SBO 16- and 18-inch Telescopes.

SBO 16- and 18-inch Telescopes.

The 18-inch telescope was erected on the open Observing Deck of the newly-built Fleischmann Addition of SBO in 1982.

This telescope was the first commercial telescope ever built and sold by the just-started DFM Engineering Company. It was retired in 2017.

The telescope was one of the first computer-controlled telescopes of its era. It was originally driven by a DFM-built 8086-cpu based computer, with individual wire-wrapped one-of-a-kind control boards and a memory of about 8 kilobytes. Operator control was via thumbswitch settings, with information displayed by an array of discrete LED characters.

For the first five years, the telescope sat on the open deck, and hence had to be protected from the elements with a clamshell cover. The Observing Deck was subsequently covered with a roll-off roof, shown at left, which also permitted the addition of the 16-inch telescope as well.

Eventually, the telescope control system (TCS) was upgraded to a PC-based system, with familiar keyboard controls and monitor display. The control computer was also linked to an auxiliary PC running The Sky planetarium-style computer control software, plus CCDSoft camera control software, both from Software Bisque. All an operator had to do is to click on a star on the planetarium display, and tell the computer to "go to it" - and in a few seconds, the object was centered in the eyepiece of the 18-inch.

The 18-inch telescope had a unique flip secondary mirror that provides either f/8 or f/16 optical paths - enabling it to be optimized for planetary or deep-sky viewing. Not only could the telescope be used for visual viewing and 35mm photography, it was also equipped with a 4"x5" film holder, internal shutter, and 6" filter holder for large-format astrophotography. But the most popular form of "picture taking" used by astronomy students is with the ST-6 CCD imager from the Santa Barbara Instrument Group.

The most commonly-used and convenient arrangement for CCD imaging was the piggy-back telescope mode. In this configuration, observers were still free to use the main telescope for visual eyepiece observations, while the camera is simultaneously acquiring a nearly-identical view through the 8-inch Celestron riding on top of the 18-inch. Alternate modes included mounting the camera at the focus of the 18-inch itself, and for wide-field shots, piggyback using a 180-mm focal length telephoto lens.
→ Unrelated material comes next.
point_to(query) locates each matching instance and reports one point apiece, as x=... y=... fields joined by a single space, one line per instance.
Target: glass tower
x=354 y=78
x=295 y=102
The 16-inch, f/12 Cassegrain telescope was added to the SBO collection of pier-mounted telescopes in 1987 (and retired in 2017), after the roll-off roof addition to the student observing deck was completed. The telescope sat on a concrete pier which is isolated from the surrounding deck, and which extended two floors through the building into bedrock - placing both it and the 18-inch on a "rock-solid" foundation.

Like the 18-inch along side it, this telescope was a product of DFM Engineering, and included a computer controller (originally an Apple IIe, and then a 486 PC) that permitted accurate acquisition and tracking of celestial objects with a few keystrokes.

In fact, both the 16-inch and 18-inch telescopes operated under virtually identical software packages and telescope control systems (TCS) hardware - so that learning to "drive" one telescope was equivalent to learning the other. The 16-inch had a built-in "library" of the 225 most popular celestial objects, including all objects in the Messier and the Mullaney & McCall catalogs. For other objects, such as planets, the telescope was either aimed via handpaddle controls, or by keying in the desired coordinates to the computer.

Pointing accuracy was good to about 20 arc-seconds (the separation between a car's headlights seen from 10 miles away!), and the TCS system automatically handled pointing adjustments to compensate for precession (the wobble of the Earth's axis) and atmospheric refraction (which elevates the apparent location of an image above the true direction to the object). The 16-inch was used primarily for visual observations, although it was easily fitted to accommodate 35mm cameras for conventional astrophotography.